Penasehat Hukum Terdakwa Emrizal Tidak Akan Eksepsi,Pada Perkara Tipikor RSUD Kampar

hukum

Pekanbaru,skinusantara.comPenasehat Hukum terdakwa Emrizal tidak akan eksepsi,pada perkara Tipikor RSUD Kampar dengan terdakwa EMRIZAL, S.T., Bin SABARUDDIN JAMARIS selaku Project Manager PT. Gemilang Utama Alen dan terdakwa Abd. Kadir Jaelani Djumra selaku kuasa Direksi PT. Gemilang Utama Alen yang digelar di Pengadilan Negeri/PN Pekanbaru,Senin,6 Juni 2022.

Pantauan skinusantata.com sidang yang dipimpin oleh Dr.Dahlan selaku Hakim Ketua dengan agenda pembacaan dakwaan oleh Jaksa Penuntut Umum/JPU.

Pada dakwaanya Jaksa menyatakan bahwa terdakwa Emrizal dan Abd.Kadir bersama-sama dengan Saksi Surya Darmawan dan sdr. Ki Agus Toni Azwarani selaku Kuasa Direksi PT. Gemilang Utama Alen, (sudah dalam Daftar Pencarian Orang (DPO) atau belum tertangkap) dimana untuk Pekerjaan Pembangunan Gedung Rawat Inap Tahap III di Rumah Sakit Umum Daerah (RSUD) Bangkinang Kabupaten Kampar Tahun Anggaran 2019 serta dengan Saksi Mayusri, ST selaku Pejabat Pembuat Komitmen (PPK) dan saksi Rif Helvi Arselan, Dipl. Ing Bin Hasan Basri selaku Tim Leader Konsultan Manajemen Konstruksi pengganti PT. Fajar Nusa Konsultan (masing-masing sedang dilakukan Penuntutan dengan berkas perkara terpisah), pada tanggal 17 Mei 2019 sampai dengan tanggal 21 Maret 2020 atau setidak-tidaknya sekitar waktu itu antara tahun 2019 sampai dengan Tahun 2020, bertempat di lokasi Pembangunan Gedung Rawat Inap Tahap III di Rumah Sakit Umum Daerah (RSUD) Bangkinang Kabupaten Kampar Tahun Anggaran 2019 telah melakukan atau turut serta melakukan perbuatan secara melawan hukum.
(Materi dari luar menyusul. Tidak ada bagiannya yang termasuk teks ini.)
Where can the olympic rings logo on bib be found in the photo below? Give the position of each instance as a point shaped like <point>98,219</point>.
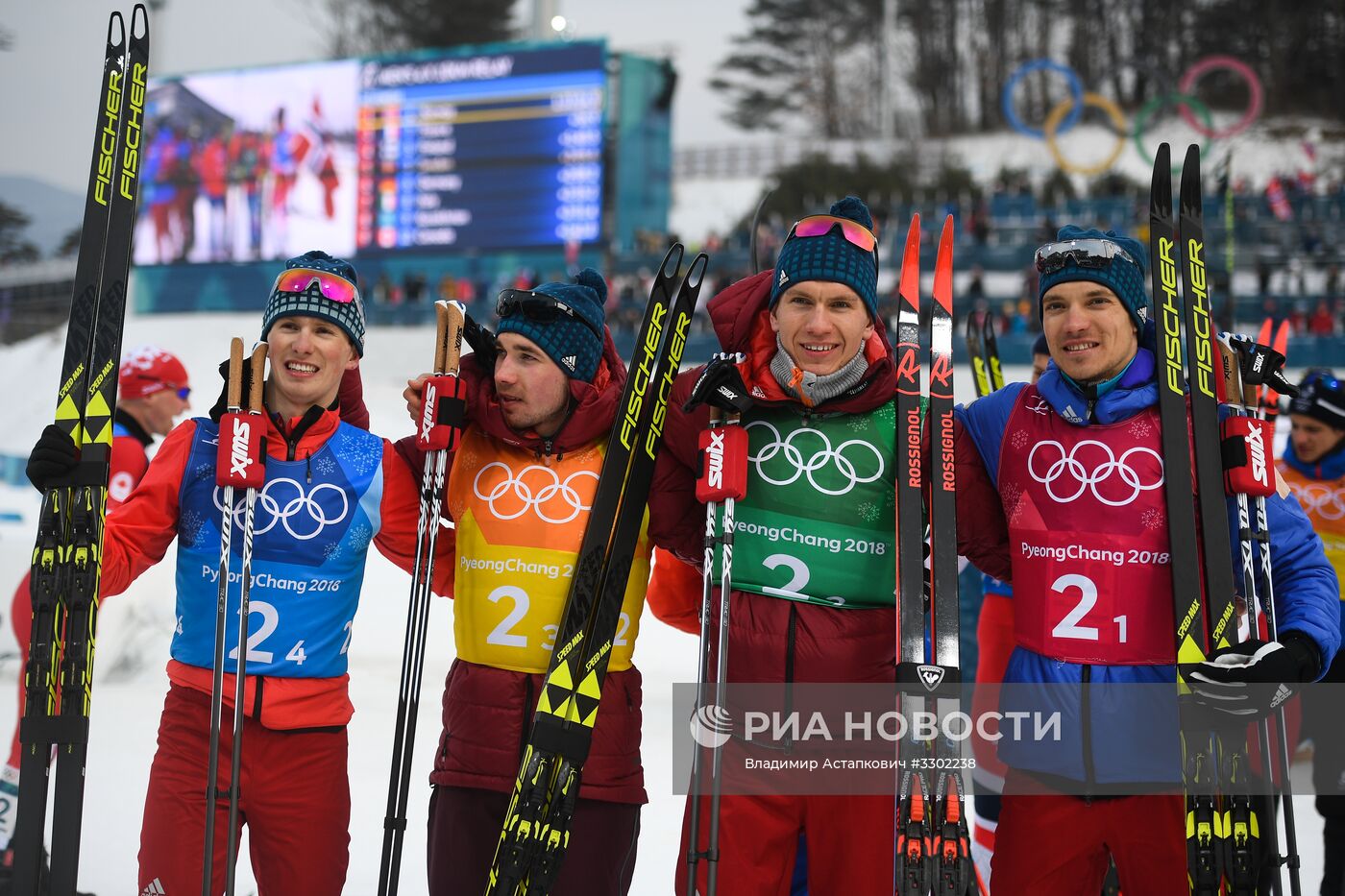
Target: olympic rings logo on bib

Dimana kedua terdakwa telah bekerja sama meminjam dan menggunakan PT. Gemilang Utama Alen untuk mengikuti lelang pekerjaan Pembangunan Gedung Rawat Inap Tahap III di Rumah Sakit Umum Daerah (RSUD) Bangkinang Kabupaten Kampar Tahun Anggaran 2019.

Bahwa terhadap kemajuan pekerjaan yang tidak benar, seolah olah pekerjaan telah dilaksanakan sesuai spesifikasi dan volume kontrak dimaksud, telah disetujui oleh saksi Mayusri selaku Pejabat pembuat Komitmen bersama dengan saksi Rif Helvi Arselan, Dipl. Ing Bin Hasan Basri selaku Tim Leader Konsultan Manajemen Konstruksi pengganti PT. Fajar Nusa Konsultan dan telah dilakukan pembayaran pekerjaan yang tidak sesuai dengan kemajuan hasil pekerjaan yang telah dicapai.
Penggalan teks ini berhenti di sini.